There are many other examples of endangered or threatened shark species that cannot legally be caught or eaten. It’s important to know which species’ populations are healthy and can sustain fishing pressure.

Countries Where Eating Shark Meat is Banned

While eating shark is legal in many coastal countries, there are some places where consuming shark meat has been entirely banned:

  • India – Eating shark meat is completely banned in India due to the cultural belief that sharks are sacred animals.
  • California – California passed a ban on selling and possessing shark fins, which effectively prohibits eating shark.
  • Oregon – Strict bans are in place in Oregon against commercial shark fishing and personally catching sharks.
  • Illinois – Illinois was the first U.S. state to ban the sale, trade, distribution and possession of shark fins.
  • Canada – Canada has banned the practice of “finning” sharks for their fins, making eating shark difficult.

There are a handful of other countries and states that have instituted partial or total bans on shark consumption, either for conservation or cultural reasons.

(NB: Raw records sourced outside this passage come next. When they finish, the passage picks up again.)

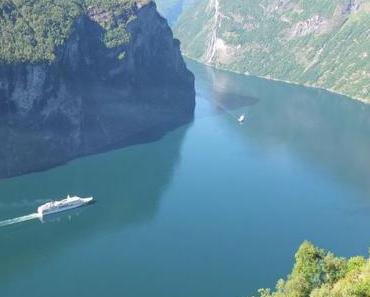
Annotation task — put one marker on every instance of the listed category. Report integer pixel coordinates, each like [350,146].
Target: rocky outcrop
[92,98]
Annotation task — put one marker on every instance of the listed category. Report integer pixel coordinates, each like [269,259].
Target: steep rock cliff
[92,97]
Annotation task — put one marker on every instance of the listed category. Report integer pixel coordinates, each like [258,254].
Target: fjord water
[214,208]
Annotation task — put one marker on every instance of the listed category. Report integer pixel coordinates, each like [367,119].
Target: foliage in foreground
[319,273]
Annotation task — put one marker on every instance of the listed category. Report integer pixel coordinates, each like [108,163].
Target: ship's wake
[18,220]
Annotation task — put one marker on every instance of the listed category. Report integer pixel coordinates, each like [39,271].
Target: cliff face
[93,97]
[319,43]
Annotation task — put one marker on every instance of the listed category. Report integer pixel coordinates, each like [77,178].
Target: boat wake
[18,220]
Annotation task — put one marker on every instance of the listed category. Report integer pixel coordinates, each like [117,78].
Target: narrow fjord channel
[214,208]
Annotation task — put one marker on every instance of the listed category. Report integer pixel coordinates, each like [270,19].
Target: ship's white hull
[84,201]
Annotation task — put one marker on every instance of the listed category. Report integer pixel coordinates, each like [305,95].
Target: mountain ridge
[322,44]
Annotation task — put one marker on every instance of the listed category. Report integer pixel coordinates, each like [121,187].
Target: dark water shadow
[326,130]
[110,119]
[113,181]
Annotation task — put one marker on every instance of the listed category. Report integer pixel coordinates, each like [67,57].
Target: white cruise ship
[63,205]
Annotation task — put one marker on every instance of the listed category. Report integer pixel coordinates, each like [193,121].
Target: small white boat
[241,119]
[63,205]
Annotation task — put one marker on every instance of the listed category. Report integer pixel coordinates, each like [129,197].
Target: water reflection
[127,184]
[110,118]
[324,129]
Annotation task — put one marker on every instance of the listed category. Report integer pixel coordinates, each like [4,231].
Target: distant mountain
[172,9]
[320,43]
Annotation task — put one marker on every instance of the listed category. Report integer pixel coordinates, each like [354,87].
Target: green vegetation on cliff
[31,30]
[321,43]
[318,273]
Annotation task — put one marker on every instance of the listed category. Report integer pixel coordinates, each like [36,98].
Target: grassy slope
[258,39]
[30,30]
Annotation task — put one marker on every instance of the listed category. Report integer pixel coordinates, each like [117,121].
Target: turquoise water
[214,208]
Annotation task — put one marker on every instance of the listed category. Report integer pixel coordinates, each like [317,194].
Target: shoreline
[358,99]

Countries Where Eating Shark Meat is Popular

While some places restrict or prohibit eating shark, it is a common cuisine in many coastal regions around the world. Here are some areas where shark meat dishes are popular and often on menus:

  • Iceland – Greenland shark meat is a delicacy in Iceland, often served dried or fermented.
  • China – China is one of the largest consumers of shark fins for shark fin soup.
  • Japan – Shark meat is used for a variety of Japanese dishes including surimi, sashimi, and tempura.
  • Australia – Australians have a long history of eating flaky shark meat, often fried or grilled.
  • South Africa – South Africans cook shark meat into stews, braai it, and prepare other local dishes.
  • Papua New Guinea – Coastal populations in PNG rely on shark meat as a key protein source.

Regions like Asia, Europe, Africa, South America and Oceania all have culinary traditions that include sharks, when sustainably and legally caught.

Shark Fishing Regulations

To legally catch and eat shark meat, both commercial and recreational fishermen must follow all local shark fishing regulations. Some regulations include:

  • Obtaining proper licenses and permits
  • Following size limits and bag limits
  • Avoiding finning and requiring whole sharks to be landed
  • Reporting catch numbers and locations
  • Abiding by seasonal restrictions or closures
  • Using approved tackle and fishing gear

Additionally, individual species that are endangered or threatened have stricter targeted prohibitions. Regulations are aimed at allowing sustainable shark fishing while conserving populations.

Shark Management Controversies

There are some controversies around shark management and the legality of eating shark meat:

  • Catch limits set by individual countries may not prevent overfishing based on scientific advice.
  • Exceptions for native cultural fishing may contradict conservation efforts.
  • Bans often focus on fins, but meat consumption also impacts shark deaths.
  • Regulations can be lacking in international waters outside of national control.
  • Lax enforcement allows banned shark products to still reach markets.

Improved international cooperation and enforcement are needed to ensure shark fishing and consumption are sustainably managed for the future.


Many shark species can be legally caught and eaten sustainably. But certain vulnerable sharks are protected by bans on fishing and eating their meat. Regulations vary globally, with some countries outlawing shark meat altogether while others have a long cultural history of consuming sharks. Following local laws and supporting responsible shark fishing practices helps ensure shark populations remain stable into the future.